The human papillomavirus (HPV) vaccine may increase the prevalence and distribution of some HPV virus strains not targeted by the vaccine — including some strains that are linked to cancer, according to a study published last week in Cell Host & Microbe. But STATNews misleadingly, according to experts, concluded the study showed the vaccine was effective at preventing cancer.
The human papillomavirus (HPV) vaccine may increase the prevalence and distribution of some HPV virus strains not targeted by the vaccine — including some strains that are linked to cancer — resulting in unknown and potentially concerning consequences, according to a study published last week in Cell Host & Microbe.
The study was not designed to show that the HPV vaccine prevents cancer or that HPV or cervical cancer screenings need to change, though the authors did include a brief, speculative mention of the potential implications of their findings for future screening.
Yet STATNews, reporting on the study, said the findings showed that the HPV vaccine is so effective at preventing cancers — particularly when both boys and girls are vaccinated — that cancer-screening protocols may need to change.

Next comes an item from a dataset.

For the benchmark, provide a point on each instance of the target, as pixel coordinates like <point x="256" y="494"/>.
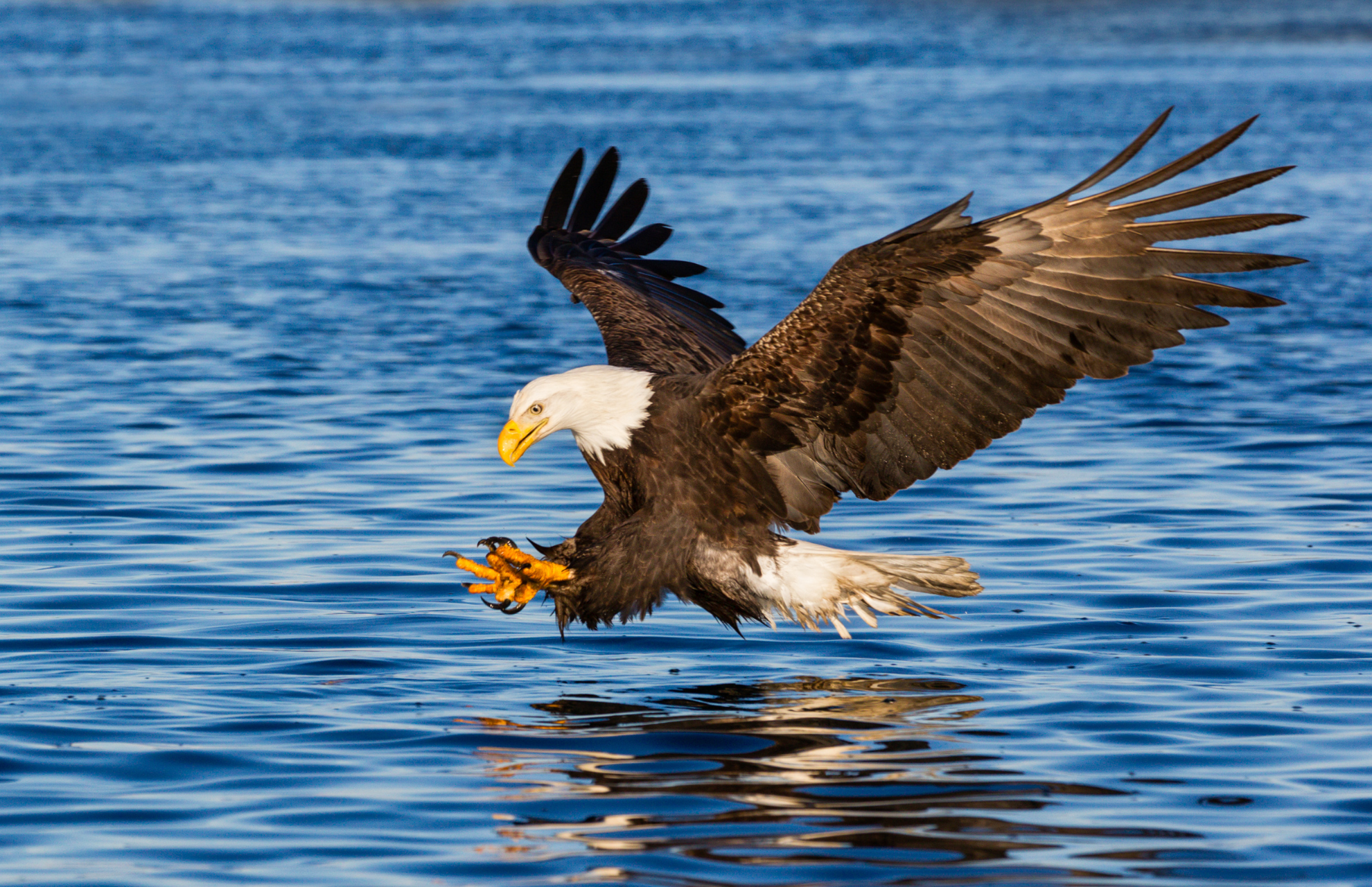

Kim Mack Rosenberg, Children’s Health Defense (CHD) acting general counsel and co-author of “The HPV Vaccine On Trial: Seeking Justice For A Generation,” told The Defender the STATNews story was misleading:
“The STATNews headline — misguidedly suggesting even less frequent screening — is deeply troubling. Statistics in the U.S. and elsewhere suggest that cervical cancer is on the rise in younger age cohorts where we least expect to see cervical cancer, while continuing to decline in the older populations where cervical cancer historically is diagnosed.
“We know from prior studies that the HPV vaccines already have led to decreased cervical intraepithelial neoplasia/cervical cancer screening at appropriate intervals for young women around the world.
“We have also seen a number of cases in the vaccine injury compensation program in the U.S. (and the multidistrict litigation in federal court) alleging cervical cancer associated with HPV vaccination.”
‘Imminent risk of viral evolutionary responses’ may ‘introduce problems’
The study included approximately 11,000 — not 60,000 as STAT reported — young women born in 1992, 1993 and 1994 from 33 Finnish communities. The researchers divided them into three groups based on their community’s vaccination strategy: gender-neutral HPV vaccination, girls-only vaccination and no vaccination.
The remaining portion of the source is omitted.